Casa de l'Aigua
Casa de l'Aigua ist ein Industriedenkmal in Barcelona mit Pumpstation, Aufbereitungsanlage und unterirdischen Wasserkanälen. Die Gebäude liegen in Trinitat Vella und Trinitat Nova. Zwischen 1915 und 1919 entstand der Komplex für die städtische Wassergesellschaft Aigües de Montcada. Seine Anlagen versorgten das alte Stadtzentrum und Barceloneta.

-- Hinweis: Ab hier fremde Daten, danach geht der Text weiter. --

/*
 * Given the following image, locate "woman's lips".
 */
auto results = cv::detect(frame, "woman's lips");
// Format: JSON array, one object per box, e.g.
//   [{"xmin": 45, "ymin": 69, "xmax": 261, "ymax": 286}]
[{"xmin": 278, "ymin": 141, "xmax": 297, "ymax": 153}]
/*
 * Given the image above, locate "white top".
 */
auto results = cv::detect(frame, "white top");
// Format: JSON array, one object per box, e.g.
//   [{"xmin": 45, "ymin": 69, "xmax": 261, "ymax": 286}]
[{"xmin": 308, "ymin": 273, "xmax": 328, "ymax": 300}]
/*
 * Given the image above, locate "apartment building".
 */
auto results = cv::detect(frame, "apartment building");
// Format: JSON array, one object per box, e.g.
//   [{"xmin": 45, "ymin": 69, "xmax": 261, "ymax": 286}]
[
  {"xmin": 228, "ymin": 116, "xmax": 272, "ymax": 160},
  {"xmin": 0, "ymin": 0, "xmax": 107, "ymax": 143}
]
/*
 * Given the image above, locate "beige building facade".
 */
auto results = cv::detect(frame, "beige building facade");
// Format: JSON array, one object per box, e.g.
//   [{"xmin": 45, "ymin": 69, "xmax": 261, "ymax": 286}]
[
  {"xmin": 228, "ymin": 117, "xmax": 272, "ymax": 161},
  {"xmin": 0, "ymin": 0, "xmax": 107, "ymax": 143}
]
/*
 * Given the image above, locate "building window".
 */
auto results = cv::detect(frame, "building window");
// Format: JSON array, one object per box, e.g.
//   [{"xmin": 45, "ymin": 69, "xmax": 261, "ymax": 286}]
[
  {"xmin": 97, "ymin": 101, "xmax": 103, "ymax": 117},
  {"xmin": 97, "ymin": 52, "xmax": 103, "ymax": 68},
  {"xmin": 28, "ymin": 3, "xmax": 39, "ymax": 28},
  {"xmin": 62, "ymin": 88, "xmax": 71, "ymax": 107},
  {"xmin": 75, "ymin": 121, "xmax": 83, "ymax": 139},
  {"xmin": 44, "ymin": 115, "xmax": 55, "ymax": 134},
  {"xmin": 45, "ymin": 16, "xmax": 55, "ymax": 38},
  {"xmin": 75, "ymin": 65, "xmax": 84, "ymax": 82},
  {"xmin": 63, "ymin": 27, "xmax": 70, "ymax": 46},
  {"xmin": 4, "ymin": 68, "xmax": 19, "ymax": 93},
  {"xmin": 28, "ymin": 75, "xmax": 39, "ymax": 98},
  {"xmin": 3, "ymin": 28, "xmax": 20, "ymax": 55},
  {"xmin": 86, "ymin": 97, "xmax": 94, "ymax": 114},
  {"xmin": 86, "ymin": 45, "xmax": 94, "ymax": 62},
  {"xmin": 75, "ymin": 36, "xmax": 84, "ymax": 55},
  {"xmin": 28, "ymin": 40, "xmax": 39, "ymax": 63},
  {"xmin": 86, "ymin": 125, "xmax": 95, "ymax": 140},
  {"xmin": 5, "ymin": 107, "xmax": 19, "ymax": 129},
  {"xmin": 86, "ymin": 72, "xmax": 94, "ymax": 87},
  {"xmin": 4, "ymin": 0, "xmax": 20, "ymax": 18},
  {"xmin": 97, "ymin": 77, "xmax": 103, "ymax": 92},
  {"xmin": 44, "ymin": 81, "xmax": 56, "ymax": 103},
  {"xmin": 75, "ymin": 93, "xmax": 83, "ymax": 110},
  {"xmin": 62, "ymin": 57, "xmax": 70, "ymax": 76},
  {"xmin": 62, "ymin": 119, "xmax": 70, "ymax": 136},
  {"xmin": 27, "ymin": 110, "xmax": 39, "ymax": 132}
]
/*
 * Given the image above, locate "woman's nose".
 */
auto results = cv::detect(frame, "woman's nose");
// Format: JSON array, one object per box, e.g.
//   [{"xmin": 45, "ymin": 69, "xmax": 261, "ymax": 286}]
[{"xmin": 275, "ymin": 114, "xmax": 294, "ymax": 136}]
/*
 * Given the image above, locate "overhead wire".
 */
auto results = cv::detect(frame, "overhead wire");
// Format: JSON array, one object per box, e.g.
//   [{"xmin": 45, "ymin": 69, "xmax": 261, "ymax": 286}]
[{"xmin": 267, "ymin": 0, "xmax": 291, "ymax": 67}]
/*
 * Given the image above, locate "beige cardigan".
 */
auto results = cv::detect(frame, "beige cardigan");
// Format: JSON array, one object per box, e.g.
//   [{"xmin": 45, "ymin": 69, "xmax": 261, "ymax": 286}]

Die Typhusepidemie von 1914 machte eine bessere Trinkwasserversorgung dringend nötig. Brunnen in Montcada i Reixac und die Mina de Montcada speisten das Wasser, das eine unterirdische Galerie weiterpumpte. Unter der Avinguda Meridiana überwand sie fünfzig Meter Höhenunterschied. Die Station in Trinitat Nova klärte, chlorierte und speicherte Wasser in Becken, deren Haupttank zehntausend Kubikmeter fasste. Bis 1989 blieb sie Teil der Wasserversorgung Barcelonas.
Die Restaurierung begann 2007 und machte den gesamten Komplex bis 2018 wieder öffentlich zugänglich. Der Ort gehört zum MUHBA und dient als städtisches Gemeinschaftszentrum. Dauerausstellungen zeigen Barcelonas Wassergeschichte von der Römerzeit bis zur industriellen Revolution. Während des Spanischen Bürgerkriegs boten die unterirdischen Gänge Anwohnern zeitweise Schutz vor Luftangriffen.